A year ago the (then) Secretary of State, at Defra, Andrea Leadsom, was busy promising us that in post Brexit Britain, farming regulations would be scrapped and farmers set free to get on with the job of producing food.

It was to be goodbye to complex and overburdening environmental regulations; to bureaucratic definitions and farewell to the mountains of paperwork and to the queues of inspectors waiting at the farm gate.

I pointed out at the time that they’ve got form for this at Defra because had the “bonfires of red tape” so often promised actually taken place we would hardly be able to see each other for the smoke.

Fast forward 12 months and what do we have?

A new Secretary of State at Defra and a whole new template for what farming and land management will need to deliver in order to tap into Government support in the future outlined in the Government’s recently published 25-year-plan for the sector.

To be fair, much of what the plan sets out closely echoes CLA policy thinking on future land management and the support mechanisms necessary to realise the ambition – and it is ambitious.

It includes 44 targets across 10 policy areas – but, as always, the Devil is in the detail and there is a significant lack of detail as to how these targets will be achieved.

It does, however, confirm that future agricultural support will be channelled towards improving the environment.
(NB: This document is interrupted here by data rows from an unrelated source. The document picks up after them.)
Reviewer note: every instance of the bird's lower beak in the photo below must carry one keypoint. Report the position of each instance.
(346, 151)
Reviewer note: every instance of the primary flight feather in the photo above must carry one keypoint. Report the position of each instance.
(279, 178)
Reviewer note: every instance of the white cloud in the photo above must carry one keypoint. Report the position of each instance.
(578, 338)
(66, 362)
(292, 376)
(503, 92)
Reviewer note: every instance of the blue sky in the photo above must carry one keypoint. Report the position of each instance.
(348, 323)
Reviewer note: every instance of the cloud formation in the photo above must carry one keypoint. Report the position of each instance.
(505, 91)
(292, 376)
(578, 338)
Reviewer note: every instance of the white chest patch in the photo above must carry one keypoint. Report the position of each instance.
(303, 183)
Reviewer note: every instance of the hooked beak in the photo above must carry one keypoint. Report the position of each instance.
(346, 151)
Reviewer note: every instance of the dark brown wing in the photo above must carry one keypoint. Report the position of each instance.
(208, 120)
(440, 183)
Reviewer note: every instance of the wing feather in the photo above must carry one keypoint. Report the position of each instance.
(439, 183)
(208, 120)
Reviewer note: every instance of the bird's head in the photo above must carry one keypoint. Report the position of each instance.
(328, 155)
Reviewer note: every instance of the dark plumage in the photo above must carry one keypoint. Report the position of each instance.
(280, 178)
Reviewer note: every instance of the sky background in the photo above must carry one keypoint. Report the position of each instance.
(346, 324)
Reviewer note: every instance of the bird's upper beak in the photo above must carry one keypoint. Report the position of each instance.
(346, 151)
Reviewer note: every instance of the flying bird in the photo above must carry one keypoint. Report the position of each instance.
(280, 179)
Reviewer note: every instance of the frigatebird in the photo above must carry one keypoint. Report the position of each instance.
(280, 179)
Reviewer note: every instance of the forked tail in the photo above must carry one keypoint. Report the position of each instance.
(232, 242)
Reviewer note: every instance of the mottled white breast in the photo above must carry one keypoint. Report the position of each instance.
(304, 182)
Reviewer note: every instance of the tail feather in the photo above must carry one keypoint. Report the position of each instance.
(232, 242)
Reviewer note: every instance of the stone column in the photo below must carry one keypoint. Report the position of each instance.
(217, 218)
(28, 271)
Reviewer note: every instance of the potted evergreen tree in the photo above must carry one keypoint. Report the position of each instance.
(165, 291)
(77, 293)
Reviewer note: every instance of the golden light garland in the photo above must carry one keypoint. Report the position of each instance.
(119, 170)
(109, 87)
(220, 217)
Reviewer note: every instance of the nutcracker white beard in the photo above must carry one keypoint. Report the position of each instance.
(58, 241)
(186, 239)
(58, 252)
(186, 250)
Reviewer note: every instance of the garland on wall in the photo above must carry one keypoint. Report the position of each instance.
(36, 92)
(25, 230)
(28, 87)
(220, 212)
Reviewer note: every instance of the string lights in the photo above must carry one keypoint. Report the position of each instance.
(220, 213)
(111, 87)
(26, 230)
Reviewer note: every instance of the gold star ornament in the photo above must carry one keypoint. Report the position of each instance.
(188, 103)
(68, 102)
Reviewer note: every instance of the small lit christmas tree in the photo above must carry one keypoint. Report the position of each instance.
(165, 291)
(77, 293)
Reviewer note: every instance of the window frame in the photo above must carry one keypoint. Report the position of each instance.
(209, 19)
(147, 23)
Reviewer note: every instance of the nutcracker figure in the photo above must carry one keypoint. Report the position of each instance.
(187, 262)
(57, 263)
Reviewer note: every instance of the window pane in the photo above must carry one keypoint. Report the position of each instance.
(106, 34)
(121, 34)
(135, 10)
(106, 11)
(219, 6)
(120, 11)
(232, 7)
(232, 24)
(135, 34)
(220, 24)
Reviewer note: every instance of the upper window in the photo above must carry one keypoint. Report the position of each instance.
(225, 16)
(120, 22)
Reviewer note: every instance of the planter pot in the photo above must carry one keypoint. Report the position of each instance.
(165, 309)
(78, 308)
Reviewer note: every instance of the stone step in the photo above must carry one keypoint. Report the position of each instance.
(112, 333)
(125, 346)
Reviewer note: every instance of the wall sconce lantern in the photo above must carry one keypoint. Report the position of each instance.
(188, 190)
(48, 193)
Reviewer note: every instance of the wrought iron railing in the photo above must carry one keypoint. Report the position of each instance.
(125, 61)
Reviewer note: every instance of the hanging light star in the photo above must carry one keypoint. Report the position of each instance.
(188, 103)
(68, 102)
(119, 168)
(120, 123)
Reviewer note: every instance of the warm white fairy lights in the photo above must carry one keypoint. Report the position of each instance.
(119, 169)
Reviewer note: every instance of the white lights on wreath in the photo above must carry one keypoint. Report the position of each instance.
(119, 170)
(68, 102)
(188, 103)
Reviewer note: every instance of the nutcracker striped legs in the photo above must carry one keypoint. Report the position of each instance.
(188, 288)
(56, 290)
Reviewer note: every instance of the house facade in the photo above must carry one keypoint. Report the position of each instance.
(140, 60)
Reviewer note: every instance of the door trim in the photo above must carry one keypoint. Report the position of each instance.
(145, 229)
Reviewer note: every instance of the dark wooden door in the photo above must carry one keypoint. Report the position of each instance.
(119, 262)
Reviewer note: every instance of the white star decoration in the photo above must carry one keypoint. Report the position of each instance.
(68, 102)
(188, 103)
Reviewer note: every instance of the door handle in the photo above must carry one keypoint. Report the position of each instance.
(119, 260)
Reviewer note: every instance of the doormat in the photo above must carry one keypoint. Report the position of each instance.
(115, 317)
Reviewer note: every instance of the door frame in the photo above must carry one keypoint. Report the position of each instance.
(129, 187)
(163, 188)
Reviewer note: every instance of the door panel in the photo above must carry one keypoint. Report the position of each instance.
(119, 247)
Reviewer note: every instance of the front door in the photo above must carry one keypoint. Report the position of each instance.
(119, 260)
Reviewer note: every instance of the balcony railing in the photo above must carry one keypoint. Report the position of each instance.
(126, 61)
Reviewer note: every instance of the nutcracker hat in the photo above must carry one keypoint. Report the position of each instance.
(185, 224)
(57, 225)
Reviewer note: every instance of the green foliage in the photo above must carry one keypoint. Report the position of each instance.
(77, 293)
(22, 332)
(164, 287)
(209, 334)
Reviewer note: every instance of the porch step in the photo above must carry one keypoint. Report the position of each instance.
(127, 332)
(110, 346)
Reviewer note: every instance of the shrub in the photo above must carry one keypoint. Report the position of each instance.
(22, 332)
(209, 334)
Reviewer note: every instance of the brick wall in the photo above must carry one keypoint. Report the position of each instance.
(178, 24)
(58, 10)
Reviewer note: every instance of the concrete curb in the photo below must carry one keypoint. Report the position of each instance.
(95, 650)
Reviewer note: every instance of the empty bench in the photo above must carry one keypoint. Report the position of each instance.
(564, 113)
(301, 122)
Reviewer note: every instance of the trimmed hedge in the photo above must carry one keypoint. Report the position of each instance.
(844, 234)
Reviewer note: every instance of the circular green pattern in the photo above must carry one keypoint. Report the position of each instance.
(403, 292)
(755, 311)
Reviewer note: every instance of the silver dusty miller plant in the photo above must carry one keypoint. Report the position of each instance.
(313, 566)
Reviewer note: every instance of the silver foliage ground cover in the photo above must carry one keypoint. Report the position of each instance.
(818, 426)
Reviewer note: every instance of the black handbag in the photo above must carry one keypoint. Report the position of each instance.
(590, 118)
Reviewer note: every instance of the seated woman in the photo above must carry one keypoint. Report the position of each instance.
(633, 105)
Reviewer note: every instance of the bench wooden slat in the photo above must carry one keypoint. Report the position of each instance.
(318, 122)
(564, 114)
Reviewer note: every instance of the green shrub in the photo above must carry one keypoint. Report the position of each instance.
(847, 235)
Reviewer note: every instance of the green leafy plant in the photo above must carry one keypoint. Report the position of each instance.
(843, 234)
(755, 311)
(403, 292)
In addition, it refers to ‘innovative’ funding mechanisms such as biodiversity offsetting and conservation covenants which would allow landowners to protect features on their land either for altruistic or business reasons.

There is a focus on improving soil quality, planting more trees, improving productivity in food production and cleaning England’s air and water and there is no doubt that there will be new opportunities for those able to turn their hand – and their land – to non-food crops and to better husbandry.

We will need to create new market opportunities - maybe to reward land use that captures carbon or manages water or provides offsets for the environmental impacts of development -these are the details that will influence the success and sustainability of the plan.

Public goods for public money has been a CLA mantra for almost a decade but this is the first time that the concept has crept into government policy – but as always there are counter balances in this case, slightly veiled references to regulation – a tool which is always close at hand on the Government’s work bench.

As I said, they have got form for this.